Children who are allowed to be picky eaters are more likely to develop allergies in later part of their life, warn scientists.
Since time immemorial, mothers have been told to protect their young ones by avoiding high-risk foods during pregnancy and breastfeeding to protect them from potentially dangerous reactions.
As compared to the traditional belief, there is now a growing belief that the best way to avoid allergic reactions is to meet the problem head-on and expose children to foods like peanuts in infancy.
Three large studies have been undertaken at the King's College London, Cambridge University and Duke University in North Carolina to determine the best way of protecting children against harmful reactions to food.

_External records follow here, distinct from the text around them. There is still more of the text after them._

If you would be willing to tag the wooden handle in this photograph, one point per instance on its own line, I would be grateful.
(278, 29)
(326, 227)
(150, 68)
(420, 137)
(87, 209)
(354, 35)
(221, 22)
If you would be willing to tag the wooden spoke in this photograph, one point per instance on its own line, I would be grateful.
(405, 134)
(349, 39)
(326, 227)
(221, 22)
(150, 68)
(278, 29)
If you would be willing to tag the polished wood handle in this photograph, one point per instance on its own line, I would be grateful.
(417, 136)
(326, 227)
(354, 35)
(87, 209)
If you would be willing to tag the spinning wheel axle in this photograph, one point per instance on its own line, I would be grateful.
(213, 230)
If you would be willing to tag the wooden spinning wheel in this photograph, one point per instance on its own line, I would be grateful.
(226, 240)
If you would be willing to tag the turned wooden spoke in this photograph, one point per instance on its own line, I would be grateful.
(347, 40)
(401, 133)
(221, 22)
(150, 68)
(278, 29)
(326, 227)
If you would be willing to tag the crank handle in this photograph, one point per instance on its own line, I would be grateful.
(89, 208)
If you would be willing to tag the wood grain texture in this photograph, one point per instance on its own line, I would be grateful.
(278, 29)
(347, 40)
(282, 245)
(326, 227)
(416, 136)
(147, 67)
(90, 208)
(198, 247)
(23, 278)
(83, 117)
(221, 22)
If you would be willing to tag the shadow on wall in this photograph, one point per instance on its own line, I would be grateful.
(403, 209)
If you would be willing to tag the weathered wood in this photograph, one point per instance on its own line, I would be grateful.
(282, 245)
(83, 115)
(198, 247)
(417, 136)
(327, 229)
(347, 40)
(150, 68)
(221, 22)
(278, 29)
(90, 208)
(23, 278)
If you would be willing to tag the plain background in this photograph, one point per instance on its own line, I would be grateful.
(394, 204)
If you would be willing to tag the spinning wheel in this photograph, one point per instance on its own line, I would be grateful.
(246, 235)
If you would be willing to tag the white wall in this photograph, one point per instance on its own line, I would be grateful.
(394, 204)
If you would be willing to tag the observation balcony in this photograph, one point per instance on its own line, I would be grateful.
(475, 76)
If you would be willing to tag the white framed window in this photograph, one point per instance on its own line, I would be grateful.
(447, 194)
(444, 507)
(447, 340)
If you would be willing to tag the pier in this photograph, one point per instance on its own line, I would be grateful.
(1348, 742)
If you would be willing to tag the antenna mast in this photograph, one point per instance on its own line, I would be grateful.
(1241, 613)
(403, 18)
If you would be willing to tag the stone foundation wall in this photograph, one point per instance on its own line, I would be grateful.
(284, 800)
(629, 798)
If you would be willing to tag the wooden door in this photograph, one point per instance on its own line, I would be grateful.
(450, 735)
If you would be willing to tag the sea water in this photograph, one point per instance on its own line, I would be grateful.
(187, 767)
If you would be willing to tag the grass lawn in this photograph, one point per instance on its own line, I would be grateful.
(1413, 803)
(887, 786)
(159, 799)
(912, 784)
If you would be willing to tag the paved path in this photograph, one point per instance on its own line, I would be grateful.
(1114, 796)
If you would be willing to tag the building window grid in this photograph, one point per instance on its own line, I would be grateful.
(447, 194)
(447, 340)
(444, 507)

According to Professor Gideon Lack from King's College, until recently mothers were told to breastfeed for up to six months before introducing their babies to other food, and keep them away from possible allergens until the age of two or three.
The idea, he said, was to "wrap the infant up in a sort of immunological cocoon and not expose them to proteins that could launch allergic reactions."
"There is a possibility that we were achieving the reverse of our intentions through this avoidance policy," the Telegraph quoted him as saying.
Starting in 2006, the researchers began following 640 babies, half of whom were judged to be at high risk of food allergies, to see if exposing them to traces of peanuts in their early years causes them to develop adverse reactions.
Previous research at Cambridge suggested that feeding small doses of peanut flour to allergic children every day for 30 weeks could raise their tolerance to safe levels, enabling most of the group to eat 32 peanuts with no reaction by the end of the trial.
As studies into allergies have typically followed small groups over brief time periods, there is still no firm evidence over whether desensitising children to foods like peanuts is temporary or permanent.
'The biggest thing is not to let mothers feel guilty about whatever choice they make, because at this point we really don't know the best answer," Hugh Sampson from the Mount Sinai School of Medicine's food allergy institute in New York, said.
The study has been published in the journal Nature.